Researchers evaluated JIN-001’s efficacy in ovarian cancer cell lines, including those resistant to common chemotherapies such as paclitaxel and cisplatin. The study involved treating both normal and resistant ovarian cancer cell lines with varying concentrations of JIN-001, either alone or alongside paclitaxel (PTX) or cisplatin (Cis).
Study Highlights:
- Cell Lines Tested: Researchers utilised ovarian cancer cell lines (OV90, TOV21G, OVCAR3) and their resistant counterparts (OV90/PTX200, TOV21G/PTX100, OVCAR3-CisR) to assess drug efficacy.
- Methods: The study measured cell viability, comparing the outcomes of monotherapy with JIN-001 and combination therapy with standard chemotherapy agents.
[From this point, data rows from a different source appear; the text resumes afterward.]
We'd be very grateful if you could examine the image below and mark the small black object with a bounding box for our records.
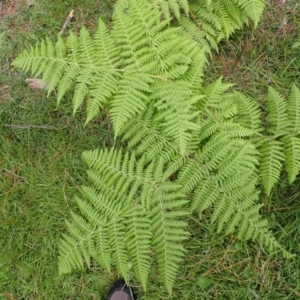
[106,280,135,300]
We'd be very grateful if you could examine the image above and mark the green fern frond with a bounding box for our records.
[258,138,285,196]
[282,135,300,184]
[150,195,188,294]
[125,204,152,290]
[234,0,266,27]
[150,0,189,20]
[59,149,188,293]
[287,84,300,135]
[268,87,289,136]
[151,81,202,154]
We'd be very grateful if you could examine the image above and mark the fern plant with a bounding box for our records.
[14,0,300,293]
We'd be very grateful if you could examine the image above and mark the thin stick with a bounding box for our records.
[59,9,74,35]
[4,124,58,130]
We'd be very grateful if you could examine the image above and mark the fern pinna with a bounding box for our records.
[14,0,300,293]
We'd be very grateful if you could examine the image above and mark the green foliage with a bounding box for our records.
[59,149,187,293]
[180,0,265,49]
[257,85,300,195]
[14,0,300,294]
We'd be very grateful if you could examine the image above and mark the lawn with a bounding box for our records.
[0,0,300,300]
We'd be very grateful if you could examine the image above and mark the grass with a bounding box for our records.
[0,0,300,300]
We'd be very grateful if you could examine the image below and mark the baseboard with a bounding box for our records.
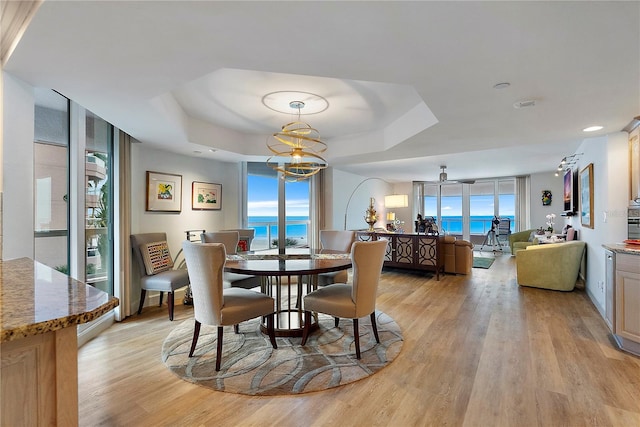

The most significant findings arose when JIN-001 was combined with traditional chemotherapy agents. For instance, in the resistant OV90/PTX200 cell line, the combination of JIN-001 and paclitaxel reduced the IC50 value of paclitaxel from 0.204 μM to 0.043 μM, indicating a substantial improvement in therapeutic efficacy. Similarly, in the cisplatin-resistant OVCAR3-CisR cell line, combining JIN-001 with cisplatin lowered its IC50 from 9.643 μM to 0.142 μM.
These interim results suggest that JIN-001 could serve as a breakthrough companion therapy for patients with ovarian cancer. By inhibiting HSP90, the drug enhances the effectiveness of existing chemotherapies and limits cancer’s adaptability, thus reducing the likelihood of treatment resistance.
“The synergy observed between JIN-001 and standard chemotherapy agents is extremely promising. It represents a new treatment paradigm for cancer patients,” said the J INTS BIO research team. “We are dedicated to advancing the clinical development of JIN-001 to validate its efficacy and safety, as we believe it could transform the landscape of cancer treatment.”
Looking ahead, J INTS BIO plans to expedite the clinical development of JIN-001, not only for ovarian cancer but also for other malignancies, including glioblastoma. Collaborative research with MD Anderson Cancer Center on JIN-001’s potential in glioblastoma has yielded positive preclinical results, with a Phase 1 trial expected to commence in 2025.